The cardiac screening currently employed by our unit can be seen in Figure 1. All patients now are assessed annually with Duke Activity Score Index (DASI) to assess functional capacity, 23 echocardiography is not routinely requested, and stress imaging or exercise testing is only performed in symptomatic cardiac disease at the discretion of a cardiologist. All patients prior to listing have a baseline electrocardiogram, which is repeated every 2 years whilst awaiting transplant. Patients with abnormal electrocardiograms are either referred for echocardiogram or for cardiology review.”

Finally, what is the possibility of selection bias in terms of referring physicians sending patients to the transplant center for evaluation? Could it be that patients considered at high risk of cardiovascular events were never referred?

Theoretically this could be the case, and very hard to disprove! But given the very high kidney transplant rates in Northern Ireland it would seem unlikely. In section 2.2 we have added further details regarding transplant rates in Northern Ireland.

“There is a deceased donor kidney transplant rate of 33.2 per population million (ppm) and a living donor kidney transplant rate of 30ppm in Northern Ireland. Despite only representing 2.9% of the UK population, Northern Ireland performs ~5.4% of the kidney transplants in the UK.”
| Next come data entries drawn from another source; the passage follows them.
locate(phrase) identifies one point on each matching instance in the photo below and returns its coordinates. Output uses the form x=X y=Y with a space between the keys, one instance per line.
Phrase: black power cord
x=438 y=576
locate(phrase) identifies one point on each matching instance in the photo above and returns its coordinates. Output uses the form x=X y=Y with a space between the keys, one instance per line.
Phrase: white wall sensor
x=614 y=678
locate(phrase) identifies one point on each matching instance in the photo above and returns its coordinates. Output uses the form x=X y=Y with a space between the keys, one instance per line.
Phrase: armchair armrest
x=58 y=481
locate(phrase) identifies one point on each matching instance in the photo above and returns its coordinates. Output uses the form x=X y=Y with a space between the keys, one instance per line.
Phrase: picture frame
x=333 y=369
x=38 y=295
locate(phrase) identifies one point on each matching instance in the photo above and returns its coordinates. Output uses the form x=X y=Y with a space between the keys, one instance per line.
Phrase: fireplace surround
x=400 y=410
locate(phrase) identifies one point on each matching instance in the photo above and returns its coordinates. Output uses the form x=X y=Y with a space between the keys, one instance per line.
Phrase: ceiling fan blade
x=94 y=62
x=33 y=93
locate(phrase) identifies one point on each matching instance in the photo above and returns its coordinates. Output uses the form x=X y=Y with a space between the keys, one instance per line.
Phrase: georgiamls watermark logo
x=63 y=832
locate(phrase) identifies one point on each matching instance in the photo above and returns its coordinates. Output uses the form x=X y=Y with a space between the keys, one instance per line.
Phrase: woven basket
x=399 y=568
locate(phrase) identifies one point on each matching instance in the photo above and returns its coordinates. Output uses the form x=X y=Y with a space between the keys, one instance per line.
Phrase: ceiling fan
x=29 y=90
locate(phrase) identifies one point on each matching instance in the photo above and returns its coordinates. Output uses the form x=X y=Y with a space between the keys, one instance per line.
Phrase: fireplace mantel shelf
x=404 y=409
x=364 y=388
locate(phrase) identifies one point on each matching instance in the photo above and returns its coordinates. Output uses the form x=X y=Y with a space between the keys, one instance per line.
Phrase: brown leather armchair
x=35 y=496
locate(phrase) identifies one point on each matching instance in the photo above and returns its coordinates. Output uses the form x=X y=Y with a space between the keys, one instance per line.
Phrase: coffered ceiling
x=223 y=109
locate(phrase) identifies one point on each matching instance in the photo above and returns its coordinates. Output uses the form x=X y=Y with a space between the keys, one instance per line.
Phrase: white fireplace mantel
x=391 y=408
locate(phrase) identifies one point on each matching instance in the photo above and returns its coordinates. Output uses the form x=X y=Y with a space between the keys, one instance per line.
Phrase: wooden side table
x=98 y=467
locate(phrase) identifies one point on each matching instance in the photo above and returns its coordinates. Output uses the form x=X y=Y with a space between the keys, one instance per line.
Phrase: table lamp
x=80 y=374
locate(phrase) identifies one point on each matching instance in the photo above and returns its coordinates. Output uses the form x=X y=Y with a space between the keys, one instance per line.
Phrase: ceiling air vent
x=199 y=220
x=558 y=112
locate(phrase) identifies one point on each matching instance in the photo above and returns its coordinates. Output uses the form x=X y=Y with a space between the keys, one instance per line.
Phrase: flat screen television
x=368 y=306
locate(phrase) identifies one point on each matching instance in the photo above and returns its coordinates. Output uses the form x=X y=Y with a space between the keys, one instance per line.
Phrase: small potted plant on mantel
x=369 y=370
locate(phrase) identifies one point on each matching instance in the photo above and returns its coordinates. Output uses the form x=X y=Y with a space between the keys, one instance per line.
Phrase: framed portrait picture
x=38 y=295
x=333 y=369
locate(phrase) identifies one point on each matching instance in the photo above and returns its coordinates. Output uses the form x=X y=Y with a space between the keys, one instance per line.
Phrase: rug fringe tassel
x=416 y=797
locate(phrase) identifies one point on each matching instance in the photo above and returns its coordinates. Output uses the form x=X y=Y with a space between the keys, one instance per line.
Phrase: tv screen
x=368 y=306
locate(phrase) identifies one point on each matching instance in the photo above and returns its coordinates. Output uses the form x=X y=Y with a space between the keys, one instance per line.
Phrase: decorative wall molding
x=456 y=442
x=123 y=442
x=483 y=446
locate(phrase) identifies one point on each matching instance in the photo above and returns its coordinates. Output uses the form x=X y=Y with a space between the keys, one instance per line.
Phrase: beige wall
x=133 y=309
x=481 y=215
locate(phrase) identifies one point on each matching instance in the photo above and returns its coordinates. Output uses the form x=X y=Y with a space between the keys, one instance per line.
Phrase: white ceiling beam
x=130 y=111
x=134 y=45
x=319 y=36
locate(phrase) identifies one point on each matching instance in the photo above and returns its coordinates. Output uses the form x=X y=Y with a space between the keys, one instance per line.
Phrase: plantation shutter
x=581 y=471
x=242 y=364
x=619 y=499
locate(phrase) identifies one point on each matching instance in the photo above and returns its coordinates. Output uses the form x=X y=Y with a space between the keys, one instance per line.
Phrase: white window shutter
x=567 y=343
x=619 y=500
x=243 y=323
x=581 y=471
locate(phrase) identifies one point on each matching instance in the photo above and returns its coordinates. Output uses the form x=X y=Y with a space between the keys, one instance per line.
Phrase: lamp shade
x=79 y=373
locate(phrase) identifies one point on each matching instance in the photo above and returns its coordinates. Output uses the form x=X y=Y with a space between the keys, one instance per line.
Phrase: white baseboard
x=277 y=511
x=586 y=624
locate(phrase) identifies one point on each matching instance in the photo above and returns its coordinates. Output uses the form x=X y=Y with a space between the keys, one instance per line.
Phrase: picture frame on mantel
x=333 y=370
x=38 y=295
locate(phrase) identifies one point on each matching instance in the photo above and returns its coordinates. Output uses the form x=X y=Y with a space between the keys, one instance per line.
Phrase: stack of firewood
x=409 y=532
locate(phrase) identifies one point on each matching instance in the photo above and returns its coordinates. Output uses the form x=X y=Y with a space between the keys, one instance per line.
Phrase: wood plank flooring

We also feel having outlined the baseline population characteristics of our population 22% with diabetes, 23% with previous cardiac disease, 4% with previous cerebrovascular disease and 3% with previous peripheral vascular disease (Table 2) allows the reader to reflect on the comorbidity of the population we have included in the study and compare with their own transplant population.

Round 2

Reviewer 3 Report

Comments and Suggestions for Authors

To the authors,

Thank you for the opportunity to review the revised manuscript and for taking into consideration my suggestions. This study was dramatically improved, and I find the revised version much more suitable for publication.